Depois, pensando no caso, resolvi me informar sobre as temperaturas aqui de nossa cidade nos últimos 40 anos.
Minha lembrança estava certa, mas a conclusão precipitada: em 1988, Cuiabá registrou 41,1ºC o que é muito próximo dos 42 ºC que testemunhei, mesmo porque termômetros de rua não são confiáveis.
Se eu tivesse ficado somente com os dados de 1988, teria confirmado minha tese furada de que não houve aumento das temperaturas aqui na capital.
Entretanto, a sequência dos dados pesquisados confirmou meu erro. Na conversa citada, agi como um negacionista desinformado.
Acontece que falar sobre uma temperatura alta atingida, em um momento específico é usar um dado enganoso, parcial e impreciso para justificar uma tese errada. Os dados me mostraram que, desde 1988 até 2006, os termômetros não passaram de 40ºC. A partir de 2010, começaram a passar dessa marca, chegando a atingir 44 graus em 2020, 2023 e 2024.
Mas a realidade é ainda pior: a comparação dos meses de agosto de diversos anos, mostra que, até 2019, nenhum dia deste mês chegou a 40 °C, e em agosto de 2020 houve pelo menos 9 dias consecutivos com 40 °C ou mais.
E, no ano de 2023, Cuiabá teve pelo menos 35 dias com mais de 40 graus, o que aumenta muito os danos que a temperatura alta pode causar.
A admissão do erro que cometi acima, livrando-me do rótulo de negacionista, não me põe entre os alarmistas defensores da ideia de que Cuiabá ficará inabitável no futuro mais ou menos próximo, como muitos garantem.

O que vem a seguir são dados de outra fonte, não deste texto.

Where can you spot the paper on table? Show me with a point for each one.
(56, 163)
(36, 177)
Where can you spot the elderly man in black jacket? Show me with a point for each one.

Meu precaríssimo conhecimento de clima e de emissões de CO₂ me põe em uma escala intermediária entre alguns ativistas do assunto aqui no Brasil: Carlos Nobre — preferido dos cientistas e do IPCC — e Luiz Carlos Molion, que representa um pensamento minoritário.
O primeiro defende que a principal causa do aquecimento é a ação do homem e que já estamos chegando próximo do ponto de não retorno da vegetação natural em alguns biomas. O Molion garante que a influência do homem no clima é muito pequena e que deveremos ter nos próximos anos um processo de resfriamento da Terra.
Neste ano, a imprensa tem se dedicado a noticiar as previsões sobre o El Niño que, conforme tendência natural da mídia, pinta com cores fortíssimas.
Mais uma vez aqui no Brasil as opiniões se dividem: a esquerda diz que o trem vai ser feio e catastrófico, acreditando no Carlos Nobre; e a direita, adepta das teses do Molion, rebate que o diabo não é tão feio como pintam. De repente, nem é feio.
Depois que descobri que meus 42 graus não provavam o que eu imaginava, desconfiei ainda mais das certezas, principalmente das minhas.
Renato de Paiva Pereira.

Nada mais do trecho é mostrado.